Sunday, 14 July 2013

Goyt Valley

I was gonna call this "A White Hot Peak Walk", since it took place in the White Peak part of the Peak District on a really hot n muggy day. Then himself goes n tells me that that the Goyt Valley is borderline, more Dark Peak than White Peak.  So really this was "A Hot Dark Peak, (with a bit of White Peak) Walk................

I decided to keep it simple and call it "Goyt Valley"

We started from a car park on the side of Errwood Reservoir.  The road alongside the reservoir (and our way home from the car park), is closed between 11.00am and 16.00pm every Sunday allowing pedestrians and cyclists to wander freely alongside the reservoir.  We managed to get into the area and our chosen parking spot just before they closed the road off.  Phew!

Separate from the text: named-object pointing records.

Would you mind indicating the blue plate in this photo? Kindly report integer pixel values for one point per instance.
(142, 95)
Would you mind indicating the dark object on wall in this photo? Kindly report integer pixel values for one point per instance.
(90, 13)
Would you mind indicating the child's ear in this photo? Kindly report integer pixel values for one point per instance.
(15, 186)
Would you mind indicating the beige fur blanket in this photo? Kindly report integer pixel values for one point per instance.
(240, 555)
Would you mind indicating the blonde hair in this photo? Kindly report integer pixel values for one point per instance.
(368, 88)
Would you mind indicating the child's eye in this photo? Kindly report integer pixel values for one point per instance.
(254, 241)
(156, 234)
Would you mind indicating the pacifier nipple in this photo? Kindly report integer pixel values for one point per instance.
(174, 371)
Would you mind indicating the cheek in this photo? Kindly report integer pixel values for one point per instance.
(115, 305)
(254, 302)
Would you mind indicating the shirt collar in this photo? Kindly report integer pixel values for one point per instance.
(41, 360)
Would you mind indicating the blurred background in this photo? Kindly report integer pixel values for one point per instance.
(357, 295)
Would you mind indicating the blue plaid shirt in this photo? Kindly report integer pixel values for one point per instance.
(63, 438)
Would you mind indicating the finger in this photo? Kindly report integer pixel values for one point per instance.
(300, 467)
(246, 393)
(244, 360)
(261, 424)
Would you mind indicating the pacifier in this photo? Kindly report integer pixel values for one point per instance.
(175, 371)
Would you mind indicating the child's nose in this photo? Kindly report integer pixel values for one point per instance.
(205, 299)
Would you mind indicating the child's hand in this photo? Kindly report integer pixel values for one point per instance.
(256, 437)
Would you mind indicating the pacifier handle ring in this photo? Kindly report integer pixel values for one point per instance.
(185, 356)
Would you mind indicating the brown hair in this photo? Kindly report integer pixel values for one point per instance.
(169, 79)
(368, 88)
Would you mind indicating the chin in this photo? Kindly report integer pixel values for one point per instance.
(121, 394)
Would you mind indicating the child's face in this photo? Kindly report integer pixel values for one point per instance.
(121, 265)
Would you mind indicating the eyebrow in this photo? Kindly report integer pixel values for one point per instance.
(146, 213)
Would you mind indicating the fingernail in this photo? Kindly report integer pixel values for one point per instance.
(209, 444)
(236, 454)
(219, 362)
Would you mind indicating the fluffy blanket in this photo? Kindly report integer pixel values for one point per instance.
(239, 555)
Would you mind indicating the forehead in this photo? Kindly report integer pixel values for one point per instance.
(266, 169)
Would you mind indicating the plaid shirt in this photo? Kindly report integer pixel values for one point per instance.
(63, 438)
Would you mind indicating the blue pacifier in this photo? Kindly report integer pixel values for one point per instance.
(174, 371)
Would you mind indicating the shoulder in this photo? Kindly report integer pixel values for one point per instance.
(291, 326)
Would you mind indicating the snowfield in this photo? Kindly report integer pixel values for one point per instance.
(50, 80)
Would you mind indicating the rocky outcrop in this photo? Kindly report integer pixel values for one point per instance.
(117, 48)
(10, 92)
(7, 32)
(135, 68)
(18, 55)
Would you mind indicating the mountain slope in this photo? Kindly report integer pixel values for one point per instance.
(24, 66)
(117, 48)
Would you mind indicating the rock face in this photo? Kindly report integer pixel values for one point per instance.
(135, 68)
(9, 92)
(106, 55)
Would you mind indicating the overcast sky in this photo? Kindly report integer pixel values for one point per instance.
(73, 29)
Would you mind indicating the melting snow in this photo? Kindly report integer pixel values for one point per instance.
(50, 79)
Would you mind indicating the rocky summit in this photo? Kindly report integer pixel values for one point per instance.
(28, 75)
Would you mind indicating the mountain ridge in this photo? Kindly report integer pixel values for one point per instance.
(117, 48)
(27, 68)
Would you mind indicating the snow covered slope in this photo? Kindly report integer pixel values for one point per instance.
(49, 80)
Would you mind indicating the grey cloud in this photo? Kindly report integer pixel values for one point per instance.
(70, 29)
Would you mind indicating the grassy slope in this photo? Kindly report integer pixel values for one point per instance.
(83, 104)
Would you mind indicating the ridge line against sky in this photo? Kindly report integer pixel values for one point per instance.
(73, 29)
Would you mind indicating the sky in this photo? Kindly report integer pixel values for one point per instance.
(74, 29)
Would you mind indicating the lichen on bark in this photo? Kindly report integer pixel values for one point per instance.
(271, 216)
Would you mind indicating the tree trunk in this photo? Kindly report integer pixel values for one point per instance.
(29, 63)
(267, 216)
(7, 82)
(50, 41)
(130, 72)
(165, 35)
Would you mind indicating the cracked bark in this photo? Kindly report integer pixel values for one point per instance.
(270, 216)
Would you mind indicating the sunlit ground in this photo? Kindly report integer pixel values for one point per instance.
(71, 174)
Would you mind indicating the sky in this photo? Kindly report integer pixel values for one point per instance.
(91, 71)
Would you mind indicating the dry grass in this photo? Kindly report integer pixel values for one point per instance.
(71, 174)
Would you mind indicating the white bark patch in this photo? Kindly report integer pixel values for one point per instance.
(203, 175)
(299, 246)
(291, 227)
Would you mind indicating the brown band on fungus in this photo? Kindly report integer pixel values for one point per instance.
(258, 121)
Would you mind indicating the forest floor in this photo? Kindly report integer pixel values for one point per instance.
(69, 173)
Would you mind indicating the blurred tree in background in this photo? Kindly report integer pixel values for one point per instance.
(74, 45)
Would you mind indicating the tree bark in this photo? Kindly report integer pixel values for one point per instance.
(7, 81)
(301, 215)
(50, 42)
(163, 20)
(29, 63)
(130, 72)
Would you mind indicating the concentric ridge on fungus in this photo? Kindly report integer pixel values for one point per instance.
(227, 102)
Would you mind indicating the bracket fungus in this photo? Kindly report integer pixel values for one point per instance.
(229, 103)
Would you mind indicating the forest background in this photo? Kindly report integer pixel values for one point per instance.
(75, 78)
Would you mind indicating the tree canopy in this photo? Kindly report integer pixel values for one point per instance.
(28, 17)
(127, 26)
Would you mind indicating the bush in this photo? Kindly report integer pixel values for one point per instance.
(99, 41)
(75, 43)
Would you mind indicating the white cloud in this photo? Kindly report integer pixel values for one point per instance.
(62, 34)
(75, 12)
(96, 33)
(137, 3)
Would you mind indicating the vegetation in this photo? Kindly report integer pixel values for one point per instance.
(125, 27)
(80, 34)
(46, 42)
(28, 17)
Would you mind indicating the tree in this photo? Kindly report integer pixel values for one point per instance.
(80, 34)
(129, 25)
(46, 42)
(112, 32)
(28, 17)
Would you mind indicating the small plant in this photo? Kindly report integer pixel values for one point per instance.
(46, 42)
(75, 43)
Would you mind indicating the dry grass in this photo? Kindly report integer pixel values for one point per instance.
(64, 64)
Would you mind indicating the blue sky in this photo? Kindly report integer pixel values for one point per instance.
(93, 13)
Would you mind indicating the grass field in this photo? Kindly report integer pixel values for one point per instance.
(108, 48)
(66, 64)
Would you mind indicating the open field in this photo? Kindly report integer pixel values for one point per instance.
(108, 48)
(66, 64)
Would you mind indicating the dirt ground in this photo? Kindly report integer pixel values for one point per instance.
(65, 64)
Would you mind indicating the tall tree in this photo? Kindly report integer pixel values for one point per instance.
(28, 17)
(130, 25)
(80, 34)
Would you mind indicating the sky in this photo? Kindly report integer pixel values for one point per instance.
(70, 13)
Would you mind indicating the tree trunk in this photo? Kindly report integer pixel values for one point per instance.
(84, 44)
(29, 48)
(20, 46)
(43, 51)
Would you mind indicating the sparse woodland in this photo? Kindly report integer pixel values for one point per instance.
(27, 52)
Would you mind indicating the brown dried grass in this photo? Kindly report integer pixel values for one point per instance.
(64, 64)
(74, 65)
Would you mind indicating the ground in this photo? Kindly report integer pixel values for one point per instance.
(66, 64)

From the car park, we took a path through the woods to have a look at  Errwood Hall. The site appealed to me as I tried to imagine who'd lived here and what their daily lives were like.  The foundations we saw didn't really tell us much, but I looked it all up when I got back.  The pictures on this site: The Grimshaws of Errwood Hall show the place in all it's grandeur.  I think I should have looked this up before we went out, as it's nice to know the local history and what to look out for on a walk.  We might have tipped our hats at the cemetery or taken a detour to look at the shrine.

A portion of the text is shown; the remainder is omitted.